This classroom-based course on Drugs and Alcohol needed to go online quickly. But this was also used as an opportunity to make improvements to student experience and engagement.

What was done

Angela and Olivia saw this challenge as an opportunity to make the course better; "Not just to survive, but to thrive."

This was done by focussing on five principles:

  • Ensuring clarity: The loss of face-to-face contact meant that materials had to give a clear road map and structure of what students had to do, why, and how long it would take.
  • Maximising engagement: Students would be physically distant from lecturers and peers, so other ways had to be found to keep them engaged in the course. Interactive and collaborative learning tools connected students with their classmates. Online polling, debates, voting, quizzes and chat made online lectures much more engaging than classroom ones had ever been.
  • Facilitating presence: New ways had to be found to make students feel supported. Enthusiastic responses to student comments in shared spaces stopped them from feeling like they were "writing into the void". Teleconferencing tools made it easier to bring in guest speakers.
  • Making live sessions "valuable but missable": Live sessions needed to be attractive, but not so vital to the course that those prevented from attending would be disadvantaged. Those attending were able to vote for their next assignment, take part in quizzes and have small-group discussions.
  • Being flexible: These techniques were new to staff and students, and both social and technological circumstances were unpredictable. Staff had to be willing to abandon planned approaches and rapidly take up new ones.

What went well

The online tools made lectures much more engaging, and voting gave students more of a sense of control over course content. Quizzes were particularly popular and were considered to be worth the extra effort it took to create them. Increased feedback (and the ability to store and quantify it) enabled sessions to be planned on the fly to better suit student needs as the course progressed.
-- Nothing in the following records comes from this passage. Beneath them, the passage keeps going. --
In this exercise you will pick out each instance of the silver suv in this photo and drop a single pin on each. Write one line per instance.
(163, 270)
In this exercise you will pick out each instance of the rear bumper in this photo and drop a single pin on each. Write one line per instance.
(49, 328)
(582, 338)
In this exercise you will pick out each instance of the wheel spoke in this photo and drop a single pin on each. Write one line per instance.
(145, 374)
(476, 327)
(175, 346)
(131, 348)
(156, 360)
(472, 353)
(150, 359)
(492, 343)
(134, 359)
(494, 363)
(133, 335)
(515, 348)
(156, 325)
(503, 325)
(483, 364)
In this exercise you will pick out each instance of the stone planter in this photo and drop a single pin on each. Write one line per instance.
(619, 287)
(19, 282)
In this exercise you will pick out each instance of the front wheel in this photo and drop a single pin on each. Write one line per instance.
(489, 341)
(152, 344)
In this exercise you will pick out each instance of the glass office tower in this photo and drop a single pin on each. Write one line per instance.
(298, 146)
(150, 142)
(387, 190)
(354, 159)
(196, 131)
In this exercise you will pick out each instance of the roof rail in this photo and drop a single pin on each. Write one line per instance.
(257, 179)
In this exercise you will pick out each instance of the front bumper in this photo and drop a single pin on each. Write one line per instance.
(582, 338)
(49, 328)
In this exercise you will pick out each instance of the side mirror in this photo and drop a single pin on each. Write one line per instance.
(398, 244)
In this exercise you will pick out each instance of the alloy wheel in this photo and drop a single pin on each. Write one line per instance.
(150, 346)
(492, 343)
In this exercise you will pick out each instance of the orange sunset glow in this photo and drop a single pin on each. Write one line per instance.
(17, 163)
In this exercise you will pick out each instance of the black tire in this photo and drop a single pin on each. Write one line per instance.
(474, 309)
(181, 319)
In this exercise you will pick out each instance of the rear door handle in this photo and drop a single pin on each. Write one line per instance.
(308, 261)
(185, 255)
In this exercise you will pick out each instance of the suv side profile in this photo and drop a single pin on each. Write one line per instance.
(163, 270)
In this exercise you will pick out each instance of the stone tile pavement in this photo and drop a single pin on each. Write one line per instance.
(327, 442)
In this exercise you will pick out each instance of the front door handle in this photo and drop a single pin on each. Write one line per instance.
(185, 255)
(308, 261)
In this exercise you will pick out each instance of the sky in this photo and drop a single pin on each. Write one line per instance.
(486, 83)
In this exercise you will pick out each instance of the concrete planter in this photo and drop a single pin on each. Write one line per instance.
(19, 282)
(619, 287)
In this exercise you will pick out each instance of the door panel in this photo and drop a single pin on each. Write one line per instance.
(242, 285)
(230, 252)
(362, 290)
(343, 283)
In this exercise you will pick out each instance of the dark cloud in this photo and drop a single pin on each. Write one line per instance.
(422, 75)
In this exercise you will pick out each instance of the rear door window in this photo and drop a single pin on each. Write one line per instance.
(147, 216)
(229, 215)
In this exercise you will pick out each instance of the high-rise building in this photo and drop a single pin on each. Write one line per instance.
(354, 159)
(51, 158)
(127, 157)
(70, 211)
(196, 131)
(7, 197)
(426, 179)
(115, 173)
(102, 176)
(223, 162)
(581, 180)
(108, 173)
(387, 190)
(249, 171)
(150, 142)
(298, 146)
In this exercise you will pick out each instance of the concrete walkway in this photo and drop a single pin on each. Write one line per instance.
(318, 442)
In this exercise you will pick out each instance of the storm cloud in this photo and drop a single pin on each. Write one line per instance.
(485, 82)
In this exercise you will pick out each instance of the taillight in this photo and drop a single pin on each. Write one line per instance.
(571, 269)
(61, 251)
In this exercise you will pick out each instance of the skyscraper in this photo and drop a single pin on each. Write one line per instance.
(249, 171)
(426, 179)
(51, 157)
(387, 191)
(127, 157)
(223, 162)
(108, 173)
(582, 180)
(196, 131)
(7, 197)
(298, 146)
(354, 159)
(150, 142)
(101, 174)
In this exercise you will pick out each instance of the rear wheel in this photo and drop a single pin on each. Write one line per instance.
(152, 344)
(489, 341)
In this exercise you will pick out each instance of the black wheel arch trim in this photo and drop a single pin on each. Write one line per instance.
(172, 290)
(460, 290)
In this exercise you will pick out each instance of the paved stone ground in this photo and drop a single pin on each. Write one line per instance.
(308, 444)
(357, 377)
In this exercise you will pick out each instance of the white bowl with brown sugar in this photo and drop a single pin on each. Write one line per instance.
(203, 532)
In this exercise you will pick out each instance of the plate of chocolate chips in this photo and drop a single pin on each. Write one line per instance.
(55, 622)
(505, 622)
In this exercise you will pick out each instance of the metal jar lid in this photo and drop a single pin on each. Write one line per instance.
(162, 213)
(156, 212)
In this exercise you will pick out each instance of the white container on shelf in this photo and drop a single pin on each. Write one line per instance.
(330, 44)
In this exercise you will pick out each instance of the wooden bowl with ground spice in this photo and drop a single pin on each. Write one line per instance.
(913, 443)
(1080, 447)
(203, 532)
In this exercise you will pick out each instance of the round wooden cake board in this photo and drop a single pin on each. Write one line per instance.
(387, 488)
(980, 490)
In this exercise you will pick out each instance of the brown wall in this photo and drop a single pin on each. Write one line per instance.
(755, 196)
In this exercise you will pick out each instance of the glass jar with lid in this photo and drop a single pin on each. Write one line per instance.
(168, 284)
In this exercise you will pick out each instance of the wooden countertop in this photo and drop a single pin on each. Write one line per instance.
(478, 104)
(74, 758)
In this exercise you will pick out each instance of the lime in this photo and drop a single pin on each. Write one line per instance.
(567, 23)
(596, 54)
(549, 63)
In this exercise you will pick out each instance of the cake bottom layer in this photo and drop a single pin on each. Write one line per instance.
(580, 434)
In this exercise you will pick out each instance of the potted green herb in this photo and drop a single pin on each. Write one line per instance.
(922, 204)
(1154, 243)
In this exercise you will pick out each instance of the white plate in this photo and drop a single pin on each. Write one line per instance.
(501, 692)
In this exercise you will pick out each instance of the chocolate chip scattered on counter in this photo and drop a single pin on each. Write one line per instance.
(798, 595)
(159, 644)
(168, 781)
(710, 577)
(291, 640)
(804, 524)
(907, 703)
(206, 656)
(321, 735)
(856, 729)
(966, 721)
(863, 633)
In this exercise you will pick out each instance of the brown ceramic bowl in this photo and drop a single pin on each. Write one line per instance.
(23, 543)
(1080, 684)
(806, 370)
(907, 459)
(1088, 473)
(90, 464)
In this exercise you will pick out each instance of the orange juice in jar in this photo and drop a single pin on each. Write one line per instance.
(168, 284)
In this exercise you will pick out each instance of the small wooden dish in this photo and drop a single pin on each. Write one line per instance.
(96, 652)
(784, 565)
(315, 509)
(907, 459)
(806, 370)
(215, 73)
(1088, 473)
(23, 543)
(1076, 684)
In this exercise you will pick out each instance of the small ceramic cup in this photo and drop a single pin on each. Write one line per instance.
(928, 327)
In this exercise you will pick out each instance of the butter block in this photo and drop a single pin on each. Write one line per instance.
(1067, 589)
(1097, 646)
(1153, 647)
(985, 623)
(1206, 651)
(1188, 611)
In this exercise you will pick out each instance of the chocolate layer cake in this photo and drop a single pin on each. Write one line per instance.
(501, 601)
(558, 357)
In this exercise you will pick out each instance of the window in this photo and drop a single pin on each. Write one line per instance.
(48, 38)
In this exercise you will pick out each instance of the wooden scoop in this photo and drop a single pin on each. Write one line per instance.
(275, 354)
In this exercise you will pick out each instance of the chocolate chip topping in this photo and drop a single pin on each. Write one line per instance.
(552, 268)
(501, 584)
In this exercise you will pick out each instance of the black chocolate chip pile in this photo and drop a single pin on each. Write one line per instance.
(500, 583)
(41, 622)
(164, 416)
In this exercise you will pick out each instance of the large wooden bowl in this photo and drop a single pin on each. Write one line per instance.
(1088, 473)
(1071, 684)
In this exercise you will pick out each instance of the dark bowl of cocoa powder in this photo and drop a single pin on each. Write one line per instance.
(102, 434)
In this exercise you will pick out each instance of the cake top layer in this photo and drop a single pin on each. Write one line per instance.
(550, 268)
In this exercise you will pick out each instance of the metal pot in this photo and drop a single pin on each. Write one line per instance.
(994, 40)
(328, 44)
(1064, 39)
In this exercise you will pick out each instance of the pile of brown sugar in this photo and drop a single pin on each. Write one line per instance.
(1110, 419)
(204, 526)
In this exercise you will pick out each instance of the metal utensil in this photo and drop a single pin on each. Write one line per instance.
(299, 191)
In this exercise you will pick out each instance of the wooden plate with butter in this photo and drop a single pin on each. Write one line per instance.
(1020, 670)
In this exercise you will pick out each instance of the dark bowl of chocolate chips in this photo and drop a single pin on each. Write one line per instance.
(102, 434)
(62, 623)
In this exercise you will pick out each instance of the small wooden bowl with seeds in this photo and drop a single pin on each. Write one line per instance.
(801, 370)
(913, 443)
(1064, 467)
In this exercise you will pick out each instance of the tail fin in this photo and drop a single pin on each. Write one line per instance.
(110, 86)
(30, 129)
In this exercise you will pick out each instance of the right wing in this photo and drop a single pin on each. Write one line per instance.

Considerations/Limitations

There was a huge amount of positive feedback but there were students who seemed not to engage. Blackboard engagement metrics and online Zoom calls showed that a proportion of students were not completing or attending, but the metrics don't show if these were the same students across formats or weeks. Nor is it clear if the lack of engagement would have also occurred in a classroom-based approach, or if something about the new methods caused them to disengage. Potential barriers to engagement need to be explored so elements can be adapted if necessary, but ideally without losing the successful aspects of the new approach.

The biggest issue, going forward, is how to adapt back to using lecture theatres and in particular blended sessions. Sessions are much easier to plan and manage when they are either fully online or fully in the room. To deliver a mix will require further changes.